We searched PubMed, Scopus, WOS, and Cochrane Central until June 2023 to include all relevant studies that compared retrograde approach versus antegrade approach in patients with CTO PCI. We synthesized the outcome data using a random-effects model, expressing the effect estimates as odds ratios (OR) or mean difference (MD) with corresponding 95 % confidence intervals (CI).
A total of 18 studies comprising 21,276 patients were included in the analysis. Regarding in-hospital outcomes, antegrade approach was associated with lower odds of MACE (OR= 0.34, 95 % CI: 0.23 to 0.51), all-cause mortality (OR= 0.35, 95 % CI: 0.19 to 0.64), MI (OR= 0.36, 95 % CI: 0.25 to 0.53), urgent pericardiocentesis (OR= 0.27, 95 % CI: 0.16 to 0.46), CIN (OR= 0.46, 95 % CI: 0.33 to 0.65), procedural complications (OR= 0.52, 95 % CI: 0.33 to 0.83), target vessel perforation (OR= 0.45, 95 % CI: 0.32 to 0.64). while antegrade was associated with higher success rates (OR= 1.16, 95 % CI: 1.1 to 1.22).
Compared to antegrade technique, retrograde was associated with higher risk for in-hospital and long-term adverse events, and preferably should be performed in more complex CTO lesions.
逆行技术显著提高了慢性完全闭塞(CTO)经皮冠状动脉介入治疗(PCI)的成功率。然而,在 CTO PCI 的逆行技术中,已报道手术时间更长、透视和造影剂使用增加。我们旨在研究 CTO PCI 中逆行技术与顺行技术的住院内和长期结局。
我们检索了 PubMed、Scopus、WOS 和 Cochrane Central 数据库,截至 2023 年 6 月,纳入了所有比较 CTO PCI 中逆行技术与顺行技术的相关研究。我们使用随机效应模型综合了结局数据,使用比值比(OR)或均数差值(MD)及其相应的 95%置信区间(CI)表示效应估计值。

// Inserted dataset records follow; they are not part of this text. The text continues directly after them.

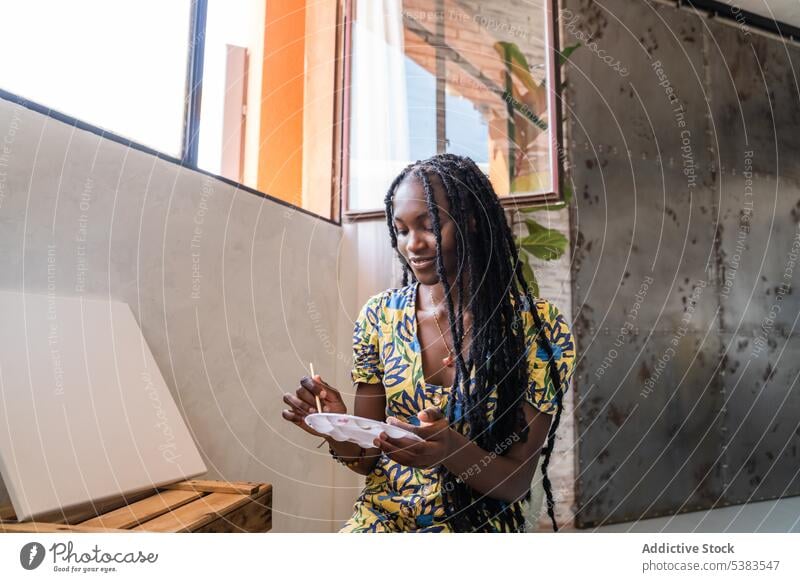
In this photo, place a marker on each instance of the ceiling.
(786, 11)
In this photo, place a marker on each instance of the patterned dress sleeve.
(367, 364)
(541, 392)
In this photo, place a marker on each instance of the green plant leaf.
(543, 243)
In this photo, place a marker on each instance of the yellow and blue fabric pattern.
(386, 350)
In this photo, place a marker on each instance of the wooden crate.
(188, 506)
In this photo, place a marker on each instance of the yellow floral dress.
(386, 349)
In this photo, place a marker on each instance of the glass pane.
(120, 66)
(233, 44)
(486, 63)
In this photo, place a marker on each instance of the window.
(457, 76)
(268, 100)
(118, 65)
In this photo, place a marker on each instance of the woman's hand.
(302, 402)
(432, 451)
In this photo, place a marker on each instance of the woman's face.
(415, 239)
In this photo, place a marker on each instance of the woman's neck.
(437, 294)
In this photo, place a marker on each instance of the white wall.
(268, 299)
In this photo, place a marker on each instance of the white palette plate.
(355, 429)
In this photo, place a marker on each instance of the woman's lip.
(423, 264)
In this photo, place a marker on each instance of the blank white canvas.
(85, 414)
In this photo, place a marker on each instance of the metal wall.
(683, 137)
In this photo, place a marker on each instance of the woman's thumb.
(430, 415)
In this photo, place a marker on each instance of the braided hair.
(499, 345)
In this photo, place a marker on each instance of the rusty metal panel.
(757, 114)
(655, 240)
(647, 452)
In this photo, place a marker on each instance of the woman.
(463, 356)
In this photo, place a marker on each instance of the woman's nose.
(416, 241)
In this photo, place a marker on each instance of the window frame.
(191, 126)
(555, 120)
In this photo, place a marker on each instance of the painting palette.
(355, 429)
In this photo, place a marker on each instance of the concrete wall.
(682, 136)
(126, 225)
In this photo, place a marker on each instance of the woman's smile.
(422, 263)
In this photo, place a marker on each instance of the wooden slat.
(144, 510)
(196, 514)
(41, 527)
(252, 517)
(240, 487)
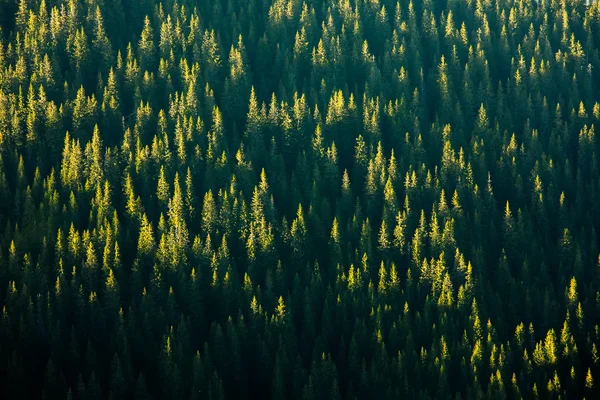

共纳入 18 项研究,包括 21276 例患者。关于住院内结局,顺行技术与较低的 MACE 发生率(OR=0.34,95%CI:0.23 至 0.51)、全因死亡率(OR=0.35,95%CI:0.19 至 0.64)、心肌梗死(OR=0.36,95%CI:0.25 至 0.53)、紧急心包穿刺术(OR=0.27,95%CI:0.16 至 0.46)、造影剂肾病(OR=0.46,95%CI:0.33 至 0.65)、手术并发症(OR=0.52,95%CI:0.33 至 0.83)、靶血管穿孔(OR=0.45,95%CI:0.32 至 0.64)相关,而顺行技术与更高的成功率(OR=1.16,95%CI:1.1 至 1.22)相关。
与顺行技术相比,逆行技术与住院内和长期不良事件的风险增加相关,并且可能更适合于复杂的 CTO 病变。